2DegreesInvesting / tiltPlot

Plots for the TILT project
https://2degreesinvesting.github.io/tiltPlot/
GNU General Public License v3.0
0 stars 0 forks source link

Review code for workflow Bundesbank #37

Closed AnneSchoenauer closed 10 months ago

AnneSchoenauer commented 10 months ago

Dear Mauro,

Please find here a project that describes the work flow with the Bundesbank. You can see a toy data set with which you can run the two R-scripts for the financial_analysis and for the financial_visualisation. I wanted to show you how much I need to prepare the dataset to be able to do some financial_visualisations. It would also be great to see if the code that I created (with the help of Linda) is correct.

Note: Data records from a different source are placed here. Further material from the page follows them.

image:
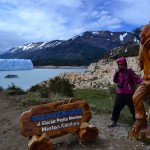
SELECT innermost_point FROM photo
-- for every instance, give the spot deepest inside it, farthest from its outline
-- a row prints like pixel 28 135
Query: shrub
pixel 14 90
pixel 34 88
pixel 61 86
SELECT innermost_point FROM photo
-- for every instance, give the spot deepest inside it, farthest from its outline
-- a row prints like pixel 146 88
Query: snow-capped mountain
pixel 79 50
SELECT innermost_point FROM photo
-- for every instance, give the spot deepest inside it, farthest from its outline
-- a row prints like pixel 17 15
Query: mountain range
pixel 79 50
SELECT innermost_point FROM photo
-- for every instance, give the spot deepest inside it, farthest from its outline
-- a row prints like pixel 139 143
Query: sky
pixel 26 21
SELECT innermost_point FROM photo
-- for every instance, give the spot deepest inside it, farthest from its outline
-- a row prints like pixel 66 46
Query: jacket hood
pixel 122 59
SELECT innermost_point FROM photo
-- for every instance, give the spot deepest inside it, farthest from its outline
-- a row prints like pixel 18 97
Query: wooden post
pixel 88 133
pixel 42 142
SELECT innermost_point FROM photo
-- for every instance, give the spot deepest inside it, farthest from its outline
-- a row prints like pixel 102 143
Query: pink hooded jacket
pixel 125 79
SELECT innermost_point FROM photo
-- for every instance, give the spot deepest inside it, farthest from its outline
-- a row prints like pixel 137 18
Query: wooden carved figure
pixel 143 90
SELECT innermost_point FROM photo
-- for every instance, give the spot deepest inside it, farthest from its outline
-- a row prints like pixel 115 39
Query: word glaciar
pixel 61 126
pixel 60 114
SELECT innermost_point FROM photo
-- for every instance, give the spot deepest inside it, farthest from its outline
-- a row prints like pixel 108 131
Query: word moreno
pixel 58 114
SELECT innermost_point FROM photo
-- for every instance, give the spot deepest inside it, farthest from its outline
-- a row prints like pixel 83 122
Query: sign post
pixel 56 119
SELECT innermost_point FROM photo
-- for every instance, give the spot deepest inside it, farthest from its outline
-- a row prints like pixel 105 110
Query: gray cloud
pixel 28 21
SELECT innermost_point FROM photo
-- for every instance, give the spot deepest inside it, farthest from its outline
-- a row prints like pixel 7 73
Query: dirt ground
pixel 109 139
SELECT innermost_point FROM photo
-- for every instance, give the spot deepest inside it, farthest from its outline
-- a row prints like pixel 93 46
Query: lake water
pixel 28 78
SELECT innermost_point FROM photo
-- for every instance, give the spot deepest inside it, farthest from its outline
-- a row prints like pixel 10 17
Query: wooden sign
pixel 55 119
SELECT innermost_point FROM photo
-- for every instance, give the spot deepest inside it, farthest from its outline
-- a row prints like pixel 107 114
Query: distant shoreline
pixel 60 67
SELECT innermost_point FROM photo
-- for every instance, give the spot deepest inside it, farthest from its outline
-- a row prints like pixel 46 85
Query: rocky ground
pixel 109 139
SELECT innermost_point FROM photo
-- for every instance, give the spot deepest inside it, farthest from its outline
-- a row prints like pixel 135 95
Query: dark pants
pixel 120 102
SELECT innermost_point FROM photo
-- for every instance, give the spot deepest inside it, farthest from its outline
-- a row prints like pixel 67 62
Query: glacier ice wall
pixel 15 64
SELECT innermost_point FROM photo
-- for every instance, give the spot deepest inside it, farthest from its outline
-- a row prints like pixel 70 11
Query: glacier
pixel 15 64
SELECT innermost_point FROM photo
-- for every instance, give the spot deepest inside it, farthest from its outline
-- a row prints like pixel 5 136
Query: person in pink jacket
pixel 125 79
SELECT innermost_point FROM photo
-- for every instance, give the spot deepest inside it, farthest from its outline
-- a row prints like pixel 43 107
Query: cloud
pixel 132 12
pixel 45 20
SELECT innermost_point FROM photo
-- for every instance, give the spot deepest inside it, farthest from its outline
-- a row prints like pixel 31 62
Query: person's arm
pixel 115 78
pixel 135 77
pixel 140 58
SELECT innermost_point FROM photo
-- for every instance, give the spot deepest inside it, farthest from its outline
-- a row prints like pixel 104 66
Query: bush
pixel 14 90
pixel 34 88
pixel 61 86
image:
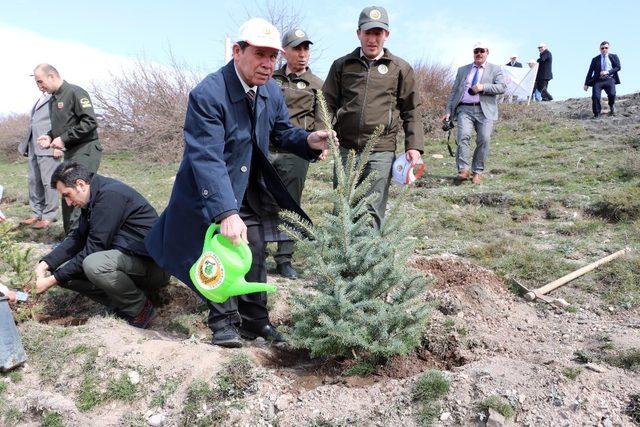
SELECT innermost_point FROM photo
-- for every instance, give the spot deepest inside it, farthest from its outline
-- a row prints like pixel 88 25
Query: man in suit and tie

Workflow_with_toy_data.zip

I would like you to do the following:

  1. Please open the R-Script_work_flow_financial_analysis and the R-Script_work_flow_financial_visualisation. It should work on your computer. (Please note I am not allowed to use any GitHub at the Bundesbank, therefore, I created a project with toy-data and send it to my 2DII Email adress, I checked it and it worked fine on my computer).
  2. Could you review the functions that I wrote and let me know if you understand what I am trying to do. If you look into the toy dataset you can see from sheet to sheet how I want to transform the data. I always checked after running the functions if the data that I created with my R-code produces the same toy data set in XLS that I created beforehand. I double checked and the code should be fine.
  3. The functions should be able to work for any benchmark ((upward) emission profiles) and any scenario/year ((upwards) sector profiles). Would be great if you could create functions for any kind of them. For now they only work for the former PCTR.
  4. For the research paper we would also need plots for time_series and box_plots: I am currently working on it and would update this after I did this.
  5. I also need to prepare the dataset even one step further. To do some analysis we need a dataset with only periode and company. This is indicated in the sheet "05d_company_periode". Who do you think is best to help me with this task? I think it is quite complicated but maybe it is also only using pivot_longer? Happy to hear you thoughts on this.
  6. Could you also please think about the "bigger" infrastructure of this workflow?

Several notes:

  1. Please note that this code is only for central banks. The difference is that for central banks you always will have many banks (bank_groups) included. That means that the whole step 5 - averaging across companies would be missing as this step averages across different banking groups. How should we handle this? Maybe we can leave it like this for now for central banks and work on functions for banks later? Shall I also create a toy dataset how a loanbook would look like for a bank? How do we best proceed?
  2. Please note that there is the column "periode" included. Central banks are not required to have this column but I think most of them will also have dataset over time. I thought it is better to include it as if central banks only have one periode, it would just group according to one period. So should be fine right?
  3. Please also note that unfortunately I wasn't able to run Linda's code for the sankey plots on this dataset. I don't know if I did something wrong or if there is a mistake. So would be great to have a special look at the sankey plots. I saved the outputs that I derived in the Output file in the "financial_visualiation" file so that you can have a look on this. Weirdly on my own computer they look fine... don't understand it to be honest.
  4. I also needed to manipulate Linda's code a bit so that I was able to run it on the data that I have from the central bank. I don't know if it is correctly manipulated. I also saw some mistakes in the Lindas' code, for example she averaged one time across groups, but it should be a sum. I will create tickets for this.
  5. I tried to be transparent as possible of what I want to achieve with the code. Behind this are some methodological decisions. I don't know how much you would need to understand about those methodological decisions but at any time, please let me know if there are questions!
  6. There are still many to dos that I indicated within the scripts. Do you think it make sense that I still work on those or should I wait until you come up with a new infrastructure?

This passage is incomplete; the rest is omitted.